Implantable intraocular lenses or phakic IOLs are surgically placed in the eye to correct nearsightedness, especially for people with extreme myopia or very thin corneas, who are not suitable for laser procedures. Phakic IOLs are similar to contact lenses, although they are more permanent, needing no maintenance or care. The eyes’ natural lens are left intact.

Non-Surgical Treatment

A non-surgical procedure called orthokeratology involves wearing a special type of rigid gas permeable contact lenses at night to reshape the cornea while sleeping. When the lenses are removed in the morning, the cornea retains the new shape temporarily, enabling you to see clearly during the rest of the day without wearing contact lenses or eyeglasses.

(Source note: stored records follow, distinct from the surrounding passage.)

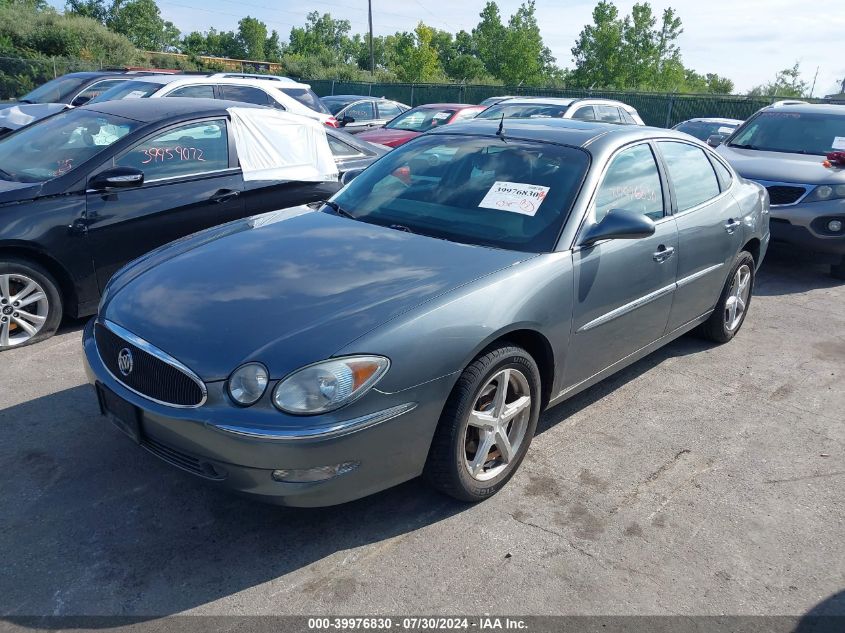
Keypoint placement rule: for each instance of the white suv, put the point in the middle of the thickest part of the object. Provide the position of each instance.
(290, 96)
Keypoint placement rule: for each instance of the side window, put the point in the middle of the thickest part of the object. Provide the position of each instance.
(607, 114)
(585, 113)
(388, 110)
(195, 148)
(692, 175)
(632, 182)
(246, 94)
(95, 90)
(201, 92)
(341, 149)
(362, 111)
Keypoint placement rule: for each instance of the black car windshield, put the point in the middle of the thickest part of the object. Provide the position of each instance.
(524, 111)
(792, 132)
(703, 130)
(58, 144)
(421, 119)
(59, 90)
(128, 90)
(307, 98)
(510, 194)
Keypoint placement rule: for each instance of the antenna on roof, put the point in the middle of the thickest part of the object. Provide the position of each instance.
(501, 130)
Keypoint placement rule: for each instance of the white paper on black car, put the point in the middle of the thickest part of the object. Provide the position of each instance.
(274, 145)
(515, 197)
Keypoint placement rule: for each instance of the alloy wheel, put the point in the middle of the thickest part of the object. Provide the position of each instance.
(737, 299)
(497, 424)
(24, 308)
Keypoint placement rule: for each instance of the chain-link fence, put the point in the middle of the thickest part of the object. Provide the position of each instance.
(19, 76)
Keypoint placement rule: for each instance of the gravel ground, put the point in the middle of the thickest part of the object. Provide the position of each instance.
(702, 480)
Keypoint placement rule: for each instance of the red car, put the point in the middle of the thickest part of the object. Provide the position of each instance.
(417, 120)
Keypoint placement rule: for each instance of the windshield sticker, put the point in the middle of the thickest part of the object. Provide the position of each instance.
(515, 197)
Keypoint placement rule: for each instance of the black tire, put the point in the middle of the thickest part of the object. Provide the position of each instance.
(837, 271)
(55, 310)
(715, 328)
(446, 468)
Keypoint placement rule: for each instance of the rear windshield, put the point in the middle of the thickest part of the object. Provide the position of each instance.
(59, 90)
(307, 98)
(524, 111)
(421, 119)
(510, 194)
(128, 90)
(792, 132)
(703, 129)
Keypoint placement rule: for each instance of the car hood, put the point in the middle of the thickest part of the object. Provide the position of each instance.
(780, 167)
(390, 138)
(287, 288)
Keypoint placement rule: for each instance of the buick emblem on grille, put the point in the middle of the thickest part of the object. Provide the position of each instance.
(125, 361)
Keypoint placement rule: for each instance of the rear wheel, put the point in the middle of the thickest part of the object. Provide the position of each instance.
(30, 303)
(732, 307)
(487, 425)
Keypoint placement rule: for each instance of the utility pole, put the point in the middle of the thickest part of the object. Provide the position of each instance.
(372, 53)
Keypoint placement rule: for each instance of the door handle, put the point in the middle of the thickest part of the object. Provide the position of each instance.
(224, 195)
(663, 253)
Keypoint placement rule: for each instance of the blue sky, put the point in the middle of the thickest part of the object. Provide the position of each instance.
(746, 40)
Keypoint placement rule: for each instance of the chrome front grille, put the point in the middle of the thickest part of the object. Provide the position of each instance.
(151, 373)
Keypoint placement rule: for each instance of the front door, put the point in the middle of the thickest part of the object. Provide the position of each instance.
(709, 230)
(623, 288)
(188, 186)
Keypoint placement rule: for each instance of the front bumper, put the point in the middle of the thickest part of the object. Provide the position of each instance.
(803, 225)
(219, 443)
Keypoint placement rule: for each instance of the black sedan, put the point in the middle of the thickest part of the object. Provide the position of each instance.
(89, 189)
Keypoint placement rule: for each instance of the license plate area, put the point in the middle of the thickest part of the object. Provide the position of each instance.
(125, 416)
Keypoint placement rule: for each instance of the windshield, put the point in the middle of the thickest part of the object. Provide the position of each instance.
(421, 119)
(60, 143)
(510, 194)
(307, 98)
(792, 132)
(703, 130)
(524, 111)
(59, 90)
(128, 90)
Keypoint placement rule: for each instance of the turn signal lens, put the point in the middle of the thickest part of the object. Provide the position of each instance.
(328, 385)
(247, 383)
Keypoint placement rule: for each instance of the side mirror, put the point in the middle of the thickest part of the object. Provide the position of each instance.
(619, 224)
(117, 178)
(349, 176)
(714, 140)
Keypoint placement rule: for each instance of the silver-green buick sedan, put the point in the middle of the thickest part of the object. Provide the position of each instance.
(419, 321)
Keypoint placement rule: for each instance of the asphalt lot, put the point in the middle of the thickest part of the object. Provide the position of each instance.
(702, 480)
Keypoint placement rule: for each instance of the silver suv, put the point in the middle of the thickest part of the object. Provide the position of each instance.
(785, 149)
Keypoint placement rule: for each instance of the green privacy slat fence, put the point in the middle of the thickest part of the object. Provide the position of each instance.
(663, 110)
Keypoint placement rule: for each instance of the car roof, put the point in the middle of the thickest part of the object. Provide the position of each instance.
(807, 108)
(562, 131)
(150, 110)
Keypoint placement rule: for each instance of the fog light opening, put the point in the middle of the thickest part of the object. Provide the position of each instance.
(310, 475)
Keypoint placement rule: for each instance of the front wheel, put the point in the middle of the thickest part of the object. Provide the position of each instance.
(30, 303)
(732, 307)
(486, 426)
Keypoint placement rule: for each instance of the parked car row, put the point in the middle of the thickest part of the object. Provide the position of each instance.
(307, 317)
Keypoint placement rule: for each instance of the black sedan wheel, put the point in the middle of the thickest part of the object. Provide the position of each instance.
(30, 304)
(486, 426)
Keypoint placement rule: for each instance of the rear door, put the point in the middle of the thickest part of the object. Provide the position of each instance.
(190, 183)
(709, 229)
(623, 288)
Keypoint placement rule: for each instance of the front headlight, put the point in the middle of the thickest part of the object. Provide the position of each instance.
(247, 383)
(826, 192)
(328, 385)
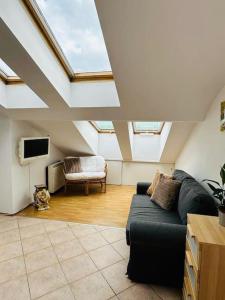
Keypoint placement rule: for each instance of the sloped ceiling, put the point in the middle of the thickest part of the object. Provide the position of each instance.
(167, 57)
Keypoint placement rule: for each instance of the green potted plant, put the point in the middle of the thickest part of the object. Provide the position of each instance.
(219, 193)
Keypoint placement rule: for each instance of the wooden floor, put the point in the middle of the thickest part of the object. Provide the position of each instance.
(110, 208)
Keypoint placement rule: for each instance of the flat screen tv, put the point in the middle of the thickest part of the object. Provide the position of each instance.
(33, 148)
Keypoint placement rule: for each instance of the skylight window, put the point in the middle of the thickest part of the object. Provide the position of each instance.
(6, 69)
(76, 27)
(148, 127)
(103, 126)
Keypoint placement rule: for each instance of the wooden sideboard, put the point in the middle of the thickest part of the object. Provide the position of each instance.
(204, 275)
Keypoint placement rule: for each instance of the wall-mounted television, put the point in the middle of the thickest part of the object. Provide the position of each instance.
(31, 148)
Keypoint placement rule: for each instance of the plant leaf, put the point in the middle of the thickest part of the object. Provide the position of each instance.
(212, 188)
(209, 180)
(222, 174)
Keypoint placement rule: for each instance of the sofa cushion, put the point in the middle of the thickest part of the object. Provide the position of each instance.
(181, 175)
(165, 192)
(143, 209)
(193, 198)
(92, 164)
(85, 175)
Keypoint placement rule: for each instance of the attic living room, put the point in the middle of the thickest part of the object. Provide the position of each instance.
(112, 142)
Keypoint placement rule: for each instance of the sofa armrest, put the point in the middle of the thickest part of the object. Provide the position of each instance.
(154, 234)
(142, 187)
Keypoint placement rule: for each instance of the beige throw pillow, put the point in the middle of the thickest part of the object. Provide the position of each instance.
(166, 191)
(155, 181)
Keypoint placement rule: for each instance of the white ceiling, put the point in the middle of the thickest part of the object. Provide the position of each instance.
(165, 55)
(167, 59)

Another alternative to surgery is corneal refractive therapy, which can temporarily correct mild to moderate myopia in people for whom refractive surgery may not be suitable.

Dual Focus Contact Lenses

Recent research in New Zealand has shown encouraging outcomes in using soft contact lenses with "dual focus", which are specially designed to control myopia in nearsighted children. These experimental lenses are designed so that there is much less power at the lens periphery compared to its center. The "peripheral defocus" is believed to reduce the tendency for the eye to lengthen, which leads to progressive nearsightedness. The use of special dual focus contact lenses is still undergoing continued research and they are not yet commercially available in the US.

Degenerative Myopia

A rare condition called degenerative myopia affects about two percent of Americans. This progressive condition is also called malignant myopia, and is the leading cause of legal blindness. In this condition, the eyeball elongates rapidly, which leads to increased risk of detachment of the retina, degenerative eye changes, and bleeding inside the eye. This condition also increases one’s risk for cataracts.

Complications of degenerative myopia are usually treated with a combination of drugs and photodynamic therapy, which involves a laser procedure that is also used for treating macular degeneration.

A recent study found that a drug called 7-mx (7-methylxanthine) may help slow down eye elongation in nearsighted children. Experts believe that studies of this kind may eventually lead scientists to find an effective treatment for degenerative myopia.